For the time being, Australian economic data remains relatively soft – with past rate hikes, share market turmoil and the debate over the proposed resources tax resulting in sharp falls in both consumer and business confidence.
Housing finance was mixed in April – down in terms of the number of new loans for owner occupiers but with investor finance continuing to recover.
Labour market data remained solid though, with a stronger than expected gain in employment in May – particularly in full time jobs – and the ANZ job ads series continuing to rise, pointing to more employment gains ahead.

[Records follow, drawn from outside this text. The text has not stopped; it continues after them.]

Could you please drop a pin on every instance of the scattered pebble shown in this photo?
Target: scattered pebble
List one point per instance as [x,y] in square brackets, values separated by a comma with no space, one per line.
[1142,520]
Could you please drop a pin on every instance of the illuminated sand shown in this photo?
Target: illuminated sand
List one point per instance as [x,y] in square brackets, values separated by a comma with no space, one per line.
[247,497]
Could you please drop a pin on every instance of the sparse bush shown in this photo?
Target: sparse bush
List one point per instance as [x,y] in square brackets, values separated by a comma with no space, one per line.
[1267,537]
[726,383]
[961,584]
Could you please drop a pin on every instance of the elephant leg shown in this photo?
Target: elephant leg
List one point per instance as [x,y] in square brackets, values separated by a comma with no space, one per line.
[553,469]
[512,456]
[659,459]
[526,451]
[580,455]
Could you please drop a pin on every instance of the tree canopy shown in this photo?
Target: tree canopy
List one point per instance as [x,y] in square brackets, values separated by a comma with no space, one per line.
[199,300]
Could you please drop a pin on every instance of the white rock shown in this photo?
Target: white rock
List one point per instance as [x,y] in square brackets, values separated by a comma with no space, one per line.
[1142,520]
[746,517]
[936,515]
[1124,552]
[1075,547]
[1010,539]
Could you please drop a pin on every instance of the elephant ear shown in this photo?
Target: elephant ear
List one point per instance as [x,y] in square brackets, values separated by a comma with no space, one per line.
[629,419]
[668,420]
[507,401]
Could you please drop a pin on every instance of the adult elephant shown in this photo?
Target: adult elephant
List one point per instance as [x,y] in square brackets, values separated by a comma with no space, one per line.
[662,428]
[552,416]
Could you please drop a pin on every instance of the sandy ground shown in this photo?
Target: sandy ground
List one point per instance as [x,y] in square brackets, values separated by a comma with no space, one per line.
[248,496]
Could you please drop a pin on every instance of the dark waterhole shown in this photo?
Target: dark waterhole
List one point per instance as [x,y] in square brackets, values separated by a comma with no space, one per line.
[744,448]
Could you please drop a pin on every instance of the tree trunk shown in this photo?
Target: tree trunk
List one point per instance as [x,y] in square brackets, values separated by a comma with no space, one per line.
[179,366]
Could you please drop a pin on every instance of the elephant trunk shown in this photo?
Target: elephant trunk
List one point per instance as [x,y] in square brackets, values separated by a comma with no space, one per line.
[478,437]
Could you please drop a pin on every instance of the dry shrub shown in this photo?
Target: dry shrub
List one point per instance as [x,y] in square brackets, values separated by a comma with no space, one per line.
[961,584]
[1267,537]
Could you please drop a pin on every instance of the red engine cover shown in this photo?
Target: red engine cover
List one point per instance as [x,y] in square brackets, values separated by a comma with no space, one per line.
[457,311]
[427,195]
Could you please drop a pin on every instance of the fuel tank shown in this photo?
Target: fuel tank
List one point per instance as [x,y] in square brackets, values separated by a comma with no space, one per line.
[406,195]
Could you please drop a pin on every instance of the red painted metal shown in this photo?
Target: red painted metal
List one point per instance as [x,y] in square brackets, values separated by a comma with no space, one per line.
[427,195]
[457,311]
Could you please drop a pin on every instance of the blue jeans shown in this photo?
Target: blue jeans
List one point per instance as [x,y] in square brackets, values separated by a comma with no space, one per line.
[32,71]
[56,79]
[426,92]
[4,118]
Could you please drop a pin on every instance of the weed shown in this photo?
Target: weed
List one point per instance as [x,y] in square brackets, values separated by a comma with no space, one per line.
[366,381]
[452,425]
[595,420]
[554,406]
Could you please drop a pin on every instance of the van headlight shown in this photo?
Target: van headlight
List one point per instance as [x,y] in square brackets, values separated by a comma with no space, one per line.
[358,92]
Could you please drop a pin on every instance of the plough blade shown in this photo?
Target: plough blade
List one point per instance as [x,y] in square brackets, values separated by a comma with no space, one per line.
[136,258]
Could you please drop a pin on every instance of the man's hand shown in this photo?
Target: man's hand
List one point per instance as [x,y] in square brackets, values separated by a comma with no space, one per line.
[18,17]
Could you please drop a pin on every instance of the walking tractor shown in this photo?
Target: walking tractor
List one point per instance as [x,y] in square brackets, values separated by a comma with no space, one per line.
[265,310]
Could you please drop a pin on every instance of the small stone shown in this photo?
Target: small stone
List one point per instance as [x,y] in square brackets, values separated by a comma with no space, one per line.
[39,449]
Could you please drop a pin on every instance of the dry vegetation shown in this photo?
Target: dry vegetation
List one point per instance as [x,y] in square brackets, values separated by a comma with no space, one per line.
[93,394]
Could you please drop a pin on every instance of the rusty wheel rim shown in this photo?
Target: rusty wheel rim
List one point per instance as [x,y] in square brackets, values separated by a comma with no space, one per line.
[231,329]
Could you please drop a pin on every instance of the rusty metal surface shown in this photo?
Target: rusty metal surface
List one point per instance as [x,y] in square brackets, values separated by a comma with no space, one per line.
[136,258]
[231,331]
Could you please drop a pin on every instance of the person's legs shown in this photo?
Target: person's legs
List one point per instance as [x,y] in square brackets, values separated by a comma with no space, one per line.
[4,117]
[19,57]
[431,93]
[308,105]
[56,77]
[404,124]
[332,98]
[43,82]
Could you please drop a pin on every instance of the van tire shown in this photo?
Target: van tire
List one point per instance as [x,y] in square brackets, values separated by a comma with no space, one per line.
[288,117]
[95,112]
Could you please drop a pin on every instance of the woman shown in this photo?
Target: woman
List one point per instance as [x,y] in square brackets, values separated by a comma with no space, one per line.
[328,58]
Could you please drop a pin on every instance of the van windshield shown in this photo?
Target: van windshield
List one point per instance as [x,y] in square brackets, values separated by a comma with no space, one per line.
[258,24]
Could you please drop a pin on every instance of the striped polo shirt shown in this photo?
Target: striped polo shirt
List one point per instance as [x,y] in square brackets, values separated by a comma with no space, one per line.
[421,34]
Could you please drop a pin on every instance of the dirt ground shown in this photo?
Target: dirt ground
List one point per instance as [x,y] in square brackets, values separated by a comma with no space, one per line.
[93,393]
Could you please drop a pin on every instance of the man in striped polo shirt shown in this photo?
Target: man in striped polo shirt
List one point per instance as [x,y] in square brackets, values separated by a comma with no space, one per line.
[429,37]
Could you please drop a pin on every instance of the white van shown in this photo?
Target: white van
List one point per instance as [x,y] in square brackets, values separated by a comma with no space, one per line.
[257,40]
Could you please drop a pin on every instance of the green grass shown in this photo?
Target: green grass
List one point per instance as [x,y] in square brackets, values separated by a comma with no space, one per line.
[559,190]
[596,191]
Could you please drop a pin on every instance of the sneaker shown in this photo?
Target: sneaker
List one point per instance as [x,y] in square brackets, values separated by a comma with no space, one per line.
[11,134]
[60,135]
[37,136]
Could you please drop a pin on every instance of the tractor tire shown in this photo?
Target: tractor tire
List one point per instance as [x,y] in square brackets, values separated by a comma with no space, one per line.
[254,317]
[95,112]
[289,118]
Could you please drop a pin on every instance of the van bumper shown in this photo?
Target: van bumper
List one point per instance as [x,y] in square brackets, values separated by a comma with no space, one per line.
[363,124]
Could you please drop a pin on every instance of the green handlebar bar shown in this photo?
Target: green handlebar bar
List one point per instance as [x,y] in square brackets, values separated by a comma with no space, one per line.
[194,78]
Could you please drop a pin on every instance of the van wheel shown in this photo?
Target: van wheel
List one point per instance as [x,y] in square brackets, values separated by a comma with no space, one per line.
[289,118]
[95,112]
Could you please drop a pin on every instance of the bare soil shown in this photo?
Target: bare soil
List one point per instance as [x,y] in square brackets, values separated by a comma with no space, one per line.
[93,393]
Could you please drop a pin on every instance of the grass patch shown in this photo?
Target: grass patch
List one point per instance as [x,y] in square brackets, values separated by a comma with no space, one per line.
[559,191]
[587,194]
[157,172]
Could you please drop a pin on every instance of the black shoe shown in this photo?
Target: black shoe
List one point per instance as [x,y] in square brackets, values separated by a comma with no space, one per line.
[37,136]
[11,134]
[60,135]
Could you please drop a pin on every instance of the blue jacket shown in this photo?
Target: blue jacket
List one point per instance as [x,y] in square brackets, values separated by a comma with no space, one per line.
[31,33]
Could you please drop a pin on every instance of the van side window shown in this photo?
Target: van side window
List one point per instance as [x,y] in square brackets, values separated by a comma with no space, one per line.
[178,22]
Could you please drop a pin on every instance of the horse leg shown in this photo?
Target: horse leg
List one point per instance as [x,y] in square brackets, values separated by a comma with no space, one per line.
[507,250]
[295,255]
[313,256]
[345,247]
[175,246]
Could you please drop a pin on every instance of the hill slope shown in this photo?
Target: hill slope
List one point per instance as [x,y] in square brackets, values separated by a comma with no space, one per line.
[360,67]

The continuing improvement in the labour market will help underpin household income; along with income tax cuts this should help boost consumer spending going forward.
The Australian dollar is also likely to regain its strength over the next few months as Australian interest rates remain well above global rates and as commodity prices resume their upswing.
Indeed Chinese exports are continuing to strengthen.
While inflation picked up to 3.1 per cent, it is still well below what was feared earlier this year, and in any case business surveys point to a sharp weakening in input cost pressures.
The bottom line is that measures to cool the Chinese economy and property market are working and that further tightening is unlikely. As such, we remain confident in our view of a soft landing for the Chinese economy, which will see growth fall back to around 9 to 10 per cent.
While much is made of the fact that 20 per cent of Chinese exports go the European Union, it is worth noting that only 3.5 per cent go to the key at risk countries of Portugal, Italy, Ireland, Greece and Spain.